The bill also calls for a U.S. Government Accountability Office (GAO) report “regarding opportunities for increased adoption of such models, efficiencies and potential cost savings from such models, ways to improve health care through such models, and field recommendations to advance the use of such models.”
And, the bill would require the HHS Secretary to submit a report to Congress on the findings of the GAO report and the HHS report, including ways such models have been funded by HHS and how to integrate these models into current funding streams and innovative grant proposals.
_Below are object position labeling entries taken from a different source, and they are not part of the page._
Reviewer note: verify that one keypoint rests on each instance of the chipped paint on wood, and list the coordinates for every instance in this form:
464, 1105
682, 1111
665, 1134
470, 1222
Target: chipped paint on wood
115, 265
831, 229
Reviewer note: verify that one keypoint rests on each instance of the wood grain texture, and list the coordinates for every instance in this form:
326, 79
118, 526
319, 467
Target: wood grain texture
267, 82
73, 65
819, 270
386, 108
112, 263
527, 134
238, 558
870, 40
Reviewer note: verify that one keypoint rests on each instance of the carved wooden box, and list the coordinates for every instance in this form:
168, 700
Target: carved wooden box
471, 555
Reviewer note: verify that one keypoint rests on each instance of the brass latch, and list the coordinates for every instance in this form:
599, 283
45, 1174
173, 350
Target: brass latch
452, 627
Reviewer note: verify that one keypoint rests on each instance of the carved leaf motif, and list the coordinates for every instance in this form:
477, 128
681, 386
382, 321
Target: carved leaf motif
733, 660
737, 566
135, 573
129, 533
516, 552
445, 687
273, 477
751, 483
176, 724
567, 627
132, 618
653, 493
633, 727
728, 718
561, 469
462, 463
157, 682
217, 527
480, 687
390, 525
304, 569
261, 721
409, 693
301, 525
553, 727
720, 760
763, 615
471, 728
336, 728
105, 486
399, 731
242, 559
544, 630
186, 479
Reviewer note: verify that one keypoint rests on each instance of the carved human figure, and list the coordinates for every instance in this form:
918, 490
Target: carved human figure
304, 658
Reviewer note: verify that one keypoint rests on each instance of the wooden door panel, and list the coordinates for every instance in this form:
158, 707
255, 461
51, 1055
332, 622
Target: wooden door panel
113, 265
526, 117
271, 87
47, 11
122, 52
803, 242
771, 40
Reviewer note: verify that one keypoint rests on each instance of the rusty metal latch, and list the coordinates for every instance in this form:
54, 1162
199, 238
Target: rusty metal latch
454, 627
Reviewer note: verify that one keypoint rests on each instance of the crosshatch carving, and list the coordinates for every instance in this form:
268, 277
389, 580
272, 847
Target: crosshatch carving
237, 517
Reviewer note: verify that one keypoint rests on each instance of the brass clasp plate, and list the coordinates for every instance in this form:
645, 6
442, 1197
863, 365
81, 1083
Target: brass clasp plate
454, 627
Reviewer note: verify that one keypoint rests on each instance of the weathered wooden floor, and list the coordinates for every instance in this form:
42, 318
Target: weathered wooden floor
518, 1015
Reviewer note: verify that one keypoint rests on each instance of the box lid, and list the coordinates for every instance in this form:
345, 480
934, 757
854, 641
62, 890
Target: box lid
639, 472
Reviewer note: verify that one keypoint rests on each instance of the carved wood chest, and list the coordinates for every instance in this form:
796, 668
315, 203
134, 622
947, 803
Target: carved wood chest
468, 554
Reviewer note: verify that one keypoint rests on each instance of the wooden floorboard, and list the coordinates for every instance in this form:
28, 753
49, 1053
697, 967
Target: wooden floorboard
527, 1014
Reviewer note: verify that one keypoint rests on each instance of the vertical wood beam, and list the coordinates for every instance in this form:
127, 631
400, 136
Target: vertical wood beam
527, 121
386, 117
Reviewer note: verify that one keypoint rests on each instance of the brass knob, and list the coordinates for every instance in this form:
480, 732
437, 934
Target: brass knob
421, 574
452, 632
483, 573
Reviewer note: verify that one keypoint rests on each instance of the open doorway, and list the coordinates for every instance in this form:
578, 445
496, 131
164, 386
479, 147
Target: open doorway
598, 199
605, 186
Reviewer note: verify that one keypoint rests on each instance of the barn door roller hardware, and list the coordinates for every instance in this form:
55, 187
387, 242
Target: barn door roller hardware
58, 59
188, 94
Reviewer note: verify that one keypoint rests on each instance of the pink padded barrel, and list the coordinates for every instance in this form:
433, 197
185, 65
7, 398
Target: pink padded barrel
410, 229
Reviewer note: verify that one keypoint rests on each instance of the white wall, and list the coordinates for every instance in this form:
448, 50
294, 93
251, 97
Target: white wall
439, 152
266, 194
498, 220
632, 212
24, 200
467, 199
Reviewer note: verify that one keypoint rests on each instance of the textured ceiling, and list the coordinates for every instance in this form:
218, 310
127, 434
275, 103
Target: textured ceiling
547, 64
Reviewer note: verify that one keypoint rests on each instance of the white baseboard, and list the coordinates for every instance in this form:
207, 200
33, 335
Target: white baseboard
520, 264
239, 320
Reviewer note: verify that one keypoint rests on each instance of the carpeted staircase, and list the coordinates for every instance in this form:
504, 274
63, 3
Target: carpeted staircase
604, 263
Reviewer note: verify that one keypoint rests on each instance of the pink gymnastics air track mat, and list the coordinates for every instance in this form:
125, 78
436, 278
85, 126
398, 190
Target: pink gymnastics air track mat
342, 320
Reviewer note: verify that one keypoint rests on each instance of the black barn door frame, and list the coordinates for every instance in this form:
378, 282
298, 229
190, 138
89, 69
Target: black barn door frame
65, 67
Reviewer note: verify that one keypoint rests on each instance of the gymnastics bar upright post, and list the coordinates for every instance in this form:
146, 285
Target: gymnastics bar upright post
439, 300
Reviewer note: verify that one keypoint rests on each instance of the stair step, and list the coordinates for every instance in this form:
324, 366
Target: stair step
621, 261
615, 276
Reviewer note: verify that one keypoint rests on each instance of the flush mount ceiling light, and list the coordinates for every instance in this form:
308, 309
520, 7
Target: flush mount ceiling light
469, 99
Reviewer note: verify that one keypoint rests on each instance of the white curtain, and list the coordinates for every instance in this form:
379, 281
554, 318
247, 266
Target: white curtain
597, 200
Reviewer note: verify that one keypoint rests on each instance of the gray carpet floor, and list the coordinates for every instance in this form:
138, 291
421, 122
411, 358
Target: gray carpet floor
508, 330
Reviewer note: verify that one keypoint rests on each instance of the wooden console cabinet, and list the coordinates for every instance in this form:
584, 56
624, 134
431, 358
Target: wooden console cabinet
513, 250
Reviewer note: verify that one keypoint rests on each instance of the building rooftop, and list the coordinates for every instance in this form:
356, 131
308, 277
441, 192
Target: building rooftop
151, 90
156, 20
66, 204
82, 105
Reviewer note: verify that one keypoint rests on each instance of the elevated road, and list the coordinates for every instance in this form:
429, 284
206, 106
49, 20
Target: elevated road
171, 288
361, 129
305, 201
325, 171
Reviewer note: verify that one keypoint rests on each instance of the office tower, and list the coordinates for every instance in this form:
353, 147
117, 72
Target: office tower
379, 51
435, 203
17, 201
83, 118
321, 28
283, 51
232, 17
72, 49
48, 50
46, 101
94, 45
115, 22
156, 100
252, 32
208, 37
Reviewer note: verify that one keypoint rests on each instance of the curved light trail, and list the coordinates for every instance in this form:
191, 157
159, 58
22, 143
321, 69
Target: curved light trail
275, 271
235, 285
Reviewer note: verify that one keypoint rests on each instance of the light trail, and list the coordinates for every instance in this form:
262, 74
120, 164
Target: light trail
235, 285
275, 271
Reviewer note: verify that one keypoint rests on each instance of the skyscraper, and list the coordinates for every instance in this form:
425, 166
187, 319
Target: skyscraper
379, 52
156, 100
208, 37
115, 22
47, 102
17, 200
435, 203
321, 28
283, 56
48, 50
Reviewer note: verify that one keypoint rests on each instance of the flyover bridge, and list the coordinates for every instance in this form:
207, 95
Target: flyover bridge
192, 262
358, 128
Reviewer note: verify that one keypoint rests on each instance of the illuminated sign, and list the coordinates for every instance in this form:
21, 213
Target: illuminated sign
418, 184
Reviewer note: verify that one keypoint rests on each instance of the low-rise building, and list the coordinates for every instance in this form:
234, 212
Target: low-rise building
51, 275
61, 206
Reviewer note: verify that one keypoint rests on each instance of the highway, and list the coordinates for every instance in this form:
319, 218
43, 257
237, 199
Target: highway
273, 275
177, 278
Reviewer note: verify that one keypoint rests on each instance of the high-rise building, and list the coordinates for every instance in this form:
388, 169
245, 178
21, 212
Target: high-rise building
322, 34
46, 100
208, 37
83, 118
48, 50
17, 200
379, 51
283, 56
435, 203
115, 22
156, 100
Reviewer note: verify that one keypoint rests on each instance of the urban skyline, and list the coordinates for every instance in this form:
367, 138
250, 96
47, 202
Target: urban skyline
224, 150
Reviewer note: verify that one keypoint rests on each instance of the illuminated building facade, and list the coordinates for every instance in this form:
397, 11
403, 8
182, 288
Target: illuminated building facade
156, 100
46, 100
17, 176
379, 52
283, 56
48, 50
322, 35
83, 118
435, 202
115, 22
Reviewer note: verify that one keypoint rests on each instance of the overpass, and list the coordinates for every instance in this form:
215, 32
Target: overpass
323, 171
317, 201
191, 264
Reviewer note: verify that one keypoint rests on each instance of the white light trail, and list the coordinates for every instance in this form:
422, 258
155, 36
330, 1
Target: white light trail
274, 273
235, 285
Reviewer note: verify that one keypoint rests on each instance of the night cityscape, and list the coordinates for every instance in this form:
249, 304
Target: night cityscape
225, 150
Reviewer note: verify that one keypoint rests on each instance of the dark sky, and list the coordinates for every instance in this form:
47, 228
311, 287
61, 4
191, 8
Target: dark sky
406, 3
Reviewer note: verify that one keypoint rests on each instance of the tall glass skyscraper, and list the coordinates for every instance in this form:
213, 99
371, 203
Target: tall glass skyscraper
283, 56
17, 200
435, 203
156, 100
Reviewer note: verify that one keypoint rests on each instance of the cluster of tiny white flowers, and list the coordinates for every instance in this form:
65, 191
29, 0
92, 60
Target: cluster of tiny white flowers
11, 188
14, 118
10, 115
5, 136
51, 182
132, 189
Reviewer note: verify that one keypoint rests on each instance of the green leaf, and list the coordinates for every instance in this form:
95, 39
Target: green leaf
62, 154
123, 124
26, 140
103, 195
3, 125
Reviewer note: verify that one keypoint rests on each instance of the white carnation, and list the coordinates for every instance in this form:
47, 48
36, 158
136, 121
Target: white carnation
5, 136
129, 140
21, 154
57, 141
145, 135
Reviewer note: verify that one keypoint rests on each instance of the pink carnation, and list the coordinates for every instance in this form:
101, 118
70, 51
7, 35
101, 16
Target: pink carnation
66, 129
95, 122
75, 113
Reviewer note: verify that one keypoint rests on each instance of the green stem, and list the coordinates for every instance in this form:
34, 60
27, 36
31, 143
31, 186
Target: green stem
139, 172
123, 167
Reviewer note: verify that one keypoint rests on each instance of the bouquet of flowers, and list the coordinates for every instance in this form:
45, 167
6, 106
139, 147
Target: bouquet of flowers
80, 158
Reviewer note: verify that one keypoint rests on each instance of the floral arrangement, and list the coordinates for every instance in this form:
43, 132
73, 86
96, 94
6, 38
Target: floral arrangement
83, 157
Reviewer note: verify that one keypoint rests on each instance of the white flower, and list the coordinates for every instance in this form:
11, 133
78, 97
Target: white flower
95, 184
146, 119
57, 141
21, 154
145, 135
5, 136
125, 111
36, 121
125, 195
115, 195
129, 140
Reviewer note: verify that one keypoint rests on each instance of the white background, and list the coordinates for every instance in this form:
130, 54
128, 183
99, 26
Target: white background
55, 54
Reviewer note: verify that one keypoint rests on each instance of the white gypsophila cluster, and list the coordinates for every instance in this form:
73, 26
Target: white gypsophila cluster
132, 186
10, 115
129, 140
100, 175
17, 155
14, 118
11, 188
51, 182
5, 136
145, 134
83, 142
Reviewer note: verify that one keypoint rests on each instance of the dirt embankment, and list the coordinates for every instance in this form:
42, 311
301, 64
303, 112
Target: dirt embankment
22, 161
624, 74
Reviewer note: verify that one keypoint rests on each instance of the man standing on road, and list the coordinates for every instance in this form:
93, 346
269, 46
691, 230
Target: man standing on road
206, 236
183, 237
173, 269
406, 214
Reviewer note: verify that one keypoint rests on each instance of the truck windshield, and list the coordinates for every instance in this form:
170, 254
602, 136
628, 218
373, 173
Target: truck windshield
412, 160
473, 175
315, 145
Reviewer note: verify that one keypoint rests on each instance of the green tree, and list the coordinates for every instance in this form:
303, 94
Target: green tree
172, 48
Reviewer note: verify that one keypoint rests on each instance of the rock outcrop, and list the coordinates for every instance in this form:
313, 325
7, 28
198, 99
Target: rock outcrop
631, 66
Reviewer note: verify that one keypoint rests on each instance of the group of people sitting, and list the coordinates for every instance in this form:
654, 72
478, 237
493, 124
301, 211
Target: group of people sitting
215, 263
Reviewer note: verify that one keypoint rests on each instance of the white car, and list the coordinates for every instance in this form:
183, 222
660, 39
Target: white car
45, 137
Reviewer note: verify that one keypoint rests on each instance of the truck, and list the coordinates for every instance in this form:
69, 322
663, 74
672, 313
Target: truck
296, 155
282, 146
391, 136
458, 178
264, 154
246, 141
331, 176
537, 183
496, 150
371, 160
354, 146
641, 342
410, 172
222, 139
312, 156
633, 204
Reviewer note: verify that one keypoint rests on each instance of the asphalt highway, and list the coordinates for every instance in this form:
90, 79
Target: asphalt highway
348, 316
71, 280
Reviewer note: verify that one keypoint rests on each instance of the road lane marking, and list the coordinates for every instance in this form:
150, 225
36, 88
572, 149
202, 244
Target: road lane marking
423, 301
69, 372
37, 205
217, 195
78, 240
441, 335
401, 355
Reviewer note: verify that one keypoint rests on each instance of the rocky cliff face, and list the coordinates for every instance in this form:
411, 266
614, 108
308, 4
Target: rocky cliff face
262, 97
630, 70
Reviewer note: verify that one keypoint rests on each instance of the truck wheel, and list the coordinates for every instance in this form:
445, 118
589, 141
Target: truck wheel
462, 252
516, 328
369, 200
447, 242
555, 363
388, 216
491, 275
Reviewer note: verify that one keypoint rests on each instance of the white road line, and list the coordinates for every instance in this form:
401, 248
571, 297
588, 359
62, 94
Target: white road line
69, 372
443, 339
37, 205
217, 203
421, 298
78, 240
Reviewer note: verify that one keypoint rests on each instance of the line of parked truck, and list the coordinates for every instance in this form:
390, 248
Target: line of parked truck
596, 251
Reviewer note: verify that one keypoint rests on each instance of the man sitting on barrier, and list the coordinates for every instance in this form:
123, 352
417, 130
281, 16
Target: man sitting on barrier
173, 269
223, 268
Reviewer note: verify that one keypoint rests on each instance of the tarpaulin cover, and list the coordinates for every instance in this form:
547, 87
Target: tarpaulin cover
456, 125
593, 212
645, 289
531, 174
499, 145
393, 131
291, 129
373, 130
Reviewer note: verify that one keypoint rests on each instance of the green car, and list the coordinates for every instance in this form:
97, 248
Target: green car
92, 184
“In states with large rural populations like Utah, it’s vital that we do everything we can to ensure that patients have access to quality health care—no matter where they live,” Sen. Hatch said in an announcement about the bill. “By using technology to connect patients and providers, this bill will benefit Utahns living in rural areas by helping them receive the care they need. I’m grateful for the valuable input Utah’s health leaders have provided in crafting this proposal, and I hope the Senate will act quickly to advance this critical legislation.”
Sen. Schatz said, “Technology has the potential to transform how we train doctors and deliver health care. Our bill would help connect primary care providers in underserved areas with specialists at academic hubs, making it easier for medical professionals to access the continuing education they need and provide health care to more people.”
According to Hatch and Schatz, the bill would address a number of rural health challenges. Only about 10 percent of physicians practice in rural areas of the country despite nearly one-fourth of the population living in these areas. Rural areas have higher rates of some chronic diseases and face many challenges, including transportation, connectivity, and isolation. And, it can be difficult to recruit healthcare providers to work in rural and underserved areas, and opportunities for professional development and support in such areas can be difficult, according to a statement from Sen. Schatz about the bill.
In a statement included in the announcement about the bill, Barbara McAneny, M.D., immediate past chair of the American Medical Association, stated, “Project ECHO is bridging geographic divides to connect physicians and experts with patients in underserved, rural areas. An exemplary model of using new technologies to improve patient care, Project ECHO has potential to bolster access to specialists, reduce incidence of chronic disease, and rein in costs through reduced travel and fewer ER visits. The AMA believes the ECHO Act would provide policymakers with critical information to expand such models to improve clinical practice.”